Is It Midnight Yet?

This Is The Harsh Reality Of New Year's Eve When You Have Kids

It just hits different, tbh.

by Dana Wisniewski
Updated: 
Originally Published: 
Celebrating New Year's Eve looks different when you have kids.
SolStock/Getty Images

Ah, New Year’s Eve! Once upon a time, it was my favorite night of the year. Spoiler alert: That was before two kids. Now I secretly dread it — at least the traditional pre-kid party all-night version that most of us are accustomed to.

This is New Year’s Eve with kids…

Finding a sitter.

Unless you booked one in July, you might as well ask the Pope or Oprah to watch your kids because you might have a better chance than finding any high-schooler or college coed to commit to this night.
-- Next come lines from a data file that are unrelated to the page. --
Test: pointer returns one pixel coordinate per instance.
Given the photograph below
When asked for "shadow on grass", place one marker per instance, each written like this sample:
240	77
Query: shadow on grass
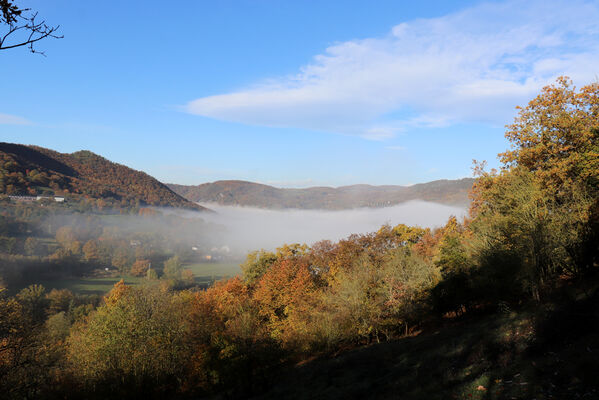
502	356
And even if you do find a sitter, she will most likely triple her rates after smelling your desperation.

Looking through your closet and wondering if you can wear that sequined top with yoga pants.

Because no one will ever know they’re yoga pants, right? Wrong.

Being exhausted by 9 p.m.

… but realizing you must stay up for at least three more hours, while simultaneously looking like you actually want to stay up for three more hours. Trying to maintain this entertaining, engaging, and energetic persona all night is far more exhausting than giving birth.

Annoying people asking you what your New Year’s resolution will be.

Meanwhile, you secretly wonder if “survival” is really your only goal. Our other top New Year’s resolutions we would rather not share with the general public: 1) lose the baby weight that I put on 12 years ago; 2) be nicer to my husband, at least for the first part of the day; and 3) organize my entire life, which is the polite way of saying “finally get my shit together.”

Learning the “Rule of 120” the hard way.

Here’s what New Year’s Eve will cost you: $120 for a sitter, $120 for the fixed menu for two, $120 bar tab for two, and $47 at Pizza Shuttle for you and your eight new best friends at 2:07 a.m. Then realizing all of the responsible things you could have purchased with this money the following day.

Going out with people who don’t have kids.

And realizing how much more damn energy they have, and being secretly resentful they can sleep in till 1 p.m. if they want.

Going out with people who do have kids.

Wherein one of two things will happen: 1) You will talk about your kids the entire evening, quickly realizing you should have just stayed home with them; or 2) it will be like an episode of Moms Gone Wild with you making up for having not gone out since last year and your husband quickly realizing he should have left you at home.

Hearing fireworks at midnight …

... And telling your husband if they wake up your sleeping children, you will hunt down the perpetrators and go a little bonkers on them.

Realizing (too late) that the 12:03 a.m. selfies on Facebook were a really, really poor decision.

If the expression “tired as a mother” was a ~look~, you nailed it.

Waking up at 5:45 a.m. no matter how late you stayed up or how much champagne you drank.

Oh, you didn’t want to pay the sitter through New Year’s Day and chuck over fistfuls of money for a hotel? Then be ready for your painful wake-up call. And all kids wake up extra early this day. It’s like a sixth sense they have.

Needing lots of coffee and aspirin in the morning.

This is coupled with coming to the painful realization that you are out of one, if not both, of these magical lifelines. Then thinking you would trade your firstborn for a large Dunkin Donuts coffee. Extra cream, extra sugar, extra survival.

Experiencing mom guilt.

You will realize the next morning, after all the money you spent and how shitty you feel, you would have preferred to snuggle up with the little ones and watch Disney Junior, drink sparkling cider, and call it a night at 9:15 p.m.

Having your kids play with the annoying New Year’s noisemakers for months and months.

Until you throw them all away in a fit of rage in April.

Formulating your excuse for next New Year’s Eve in your head 364 days in advance.

It will be something along the lines of, “Sorry, we will be staying in. We couldn’t find a sitter. But have fun. I am so jealous!”

Because here’s the best thing about New Year’s Eve after having kids: Realizing that the coolest place to be is wherever you feel most comfortable. And you might even think there is no better place in the world than at home, with your family, in your yoga pants.

Here’s to a new year filled with surviving parenthood, loving these beautiful bodies that built our babies, being a little kinder to our partners (at least in the morning), and maybe, just maybe, getting our shit together (whatever that means).

And if not, realizing there’s always next year.